A Machine Learning and Point Cloud Processing based Approach for Object Detection and Pose Estimation: Design, Implementation, and Validation
Abstract
This thesis presents an automatic forklift approach for lifting and handling pallets. The project more specifically develops a solution for autonomous object detection and pose estimation by Machine Learning (ML), point cloud processing, and arithmetic calculations.The project is based on a real-life scenario identified together with the industrial partner Red Rock, which includes a forklift operation, where the machine is supposed to identify,lift, and handle pallets autonomously. A key to achieving this automation is to localize and classify the pallet as well as to estimate the Six Dimensional (6D) pose of the pallet, which include its (x, y, z) position and (pitch, roll, yaw) orientation.
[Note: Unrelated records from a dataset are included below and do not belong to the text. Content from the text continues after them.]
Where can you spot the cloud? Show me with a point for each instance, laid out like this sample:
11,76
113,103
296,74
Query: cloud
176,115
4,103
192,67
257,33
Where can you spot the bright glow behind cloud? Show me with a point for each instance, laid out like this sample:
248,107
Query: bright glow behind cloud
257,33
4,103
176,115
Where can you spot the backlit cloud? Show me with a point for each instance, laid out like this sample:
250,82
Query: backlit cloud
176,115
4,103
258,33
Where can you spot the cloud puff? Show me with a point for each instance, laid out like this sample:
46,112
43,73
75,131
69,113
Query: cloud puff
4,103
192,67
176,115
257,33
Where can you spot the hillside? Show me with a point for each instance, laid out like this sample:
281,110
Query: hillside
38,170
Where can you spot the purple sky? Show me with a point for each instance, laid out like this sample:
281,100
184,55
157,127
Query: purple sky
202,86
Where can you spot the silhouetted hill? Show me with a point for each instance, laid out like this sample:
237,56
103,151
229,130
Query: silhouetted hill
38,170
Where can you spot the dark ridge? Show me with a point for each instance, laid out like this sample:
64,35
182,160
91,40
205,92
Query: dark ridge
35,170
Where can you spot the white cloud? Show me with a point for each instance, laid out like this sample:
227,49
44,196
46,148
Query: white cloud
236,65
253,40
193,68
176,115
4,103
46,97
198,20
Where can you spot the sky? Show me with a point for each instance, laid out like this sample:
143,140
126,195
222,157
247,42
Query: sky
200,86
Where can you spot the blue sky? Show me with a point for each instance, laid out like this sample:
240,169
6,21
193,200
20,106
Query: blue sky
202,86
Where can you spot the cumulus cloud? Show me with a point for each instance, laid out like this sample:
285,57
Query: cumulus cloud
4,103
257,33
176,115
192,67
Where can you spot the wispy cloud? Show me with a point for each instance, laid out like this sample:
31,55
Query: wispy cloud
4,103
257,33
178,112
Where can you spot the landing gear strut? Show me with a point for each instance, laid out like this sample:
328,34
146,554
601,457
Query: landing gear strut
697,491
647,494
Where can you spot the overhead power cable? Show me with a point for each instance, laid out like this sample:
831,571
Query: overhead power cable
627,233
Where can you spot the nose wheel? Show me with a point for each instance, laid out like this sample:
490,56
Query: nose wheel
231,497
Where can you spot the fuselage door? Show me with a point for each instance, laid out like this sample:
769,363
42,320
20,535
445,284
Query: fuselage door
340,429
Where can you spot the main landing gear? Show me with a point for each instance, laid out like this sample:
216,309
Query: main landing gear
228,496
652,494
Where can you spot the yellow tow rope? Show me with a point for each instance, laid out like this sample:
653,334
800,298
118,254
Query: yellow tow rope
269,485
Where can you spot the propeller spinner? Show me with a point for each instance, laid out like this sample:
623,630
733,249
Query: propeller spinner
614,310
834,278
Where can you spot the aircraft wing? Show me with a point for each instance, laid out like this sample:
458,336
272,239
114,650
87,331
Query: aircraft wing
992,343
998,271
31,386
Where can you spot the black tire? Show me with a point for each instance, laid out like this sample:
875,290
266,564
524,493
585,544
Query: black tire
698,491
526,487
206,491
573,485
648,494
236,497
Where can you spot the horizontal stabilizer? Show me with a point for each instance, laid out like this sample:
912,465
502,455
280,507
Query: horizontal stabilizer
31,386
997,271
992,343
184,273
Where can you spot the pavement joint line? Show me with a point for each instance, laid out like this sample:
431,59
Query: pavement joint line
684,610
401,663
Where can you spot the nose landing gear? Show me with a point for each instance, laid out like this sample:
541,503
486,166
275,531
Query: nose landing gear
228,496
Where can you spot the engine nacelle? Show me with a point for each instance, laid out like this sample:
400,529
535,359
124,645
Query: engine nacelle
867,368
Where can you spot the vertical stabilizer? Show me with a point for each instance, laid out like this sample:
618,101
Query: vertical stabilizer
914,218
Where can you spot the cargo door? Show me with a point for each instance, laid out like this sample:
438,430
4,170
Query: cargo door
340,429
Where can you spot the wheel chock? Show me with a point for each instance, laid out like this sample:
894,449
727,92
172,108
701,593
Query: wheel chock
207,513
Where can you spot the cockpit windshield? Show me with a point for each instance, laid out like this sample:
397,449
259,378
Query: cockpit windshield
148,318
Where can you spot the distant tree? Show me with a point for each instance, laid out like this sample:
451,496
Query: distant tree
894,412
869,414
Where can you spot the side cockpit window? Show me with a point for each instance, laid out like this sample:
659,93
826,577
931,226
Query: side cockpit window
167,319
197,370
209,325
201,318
Positioned directly in front of the pallet, the pose estimation must be performed around the range of 2-meter distance and 0° to ±45° angle.
A systematic solution consisting of two major phases, object detection, and pose estimation, is developed to achieve the project goal. For object detection, the You Only Look Once X (YOLOX)-S ML algorithm is selected and implemented. The algorithm is pre-trained on the COCO dataset. It is, after that transfer, learned on the Logistics Objects in Context (LOCO) dataset to be able to detect pallets in an industrial environment. To improve the detection inference, the algorithm is optimized with the Intel OpenVINO toolkit, resulting in improved inference latency by over 2.5 times on Central Processing Unit (CPU). The output of the YOLOX-S algorithm is a bounding box around the pallet, and a custom struct links object detection and poses estimation together. The pose estimation algorithm converts the Two Dimensional (2D) bounding box data into Three Dimensional (3D) vectors, in which only the relevant points in the point cloud are kept. In contrast, all irrelevant points are filtered out from the environment. A series of arithmetic calculations from the filtered point cloud are applied, including Random Sample Consensus (RANSAC) and vector operations, in which the prior calculates the largest vertical plane of the identified pallet. Based on the object detection output and the pose estimation calculations, a 3D vector and a 3D point resulting in the pallet’s pose is found.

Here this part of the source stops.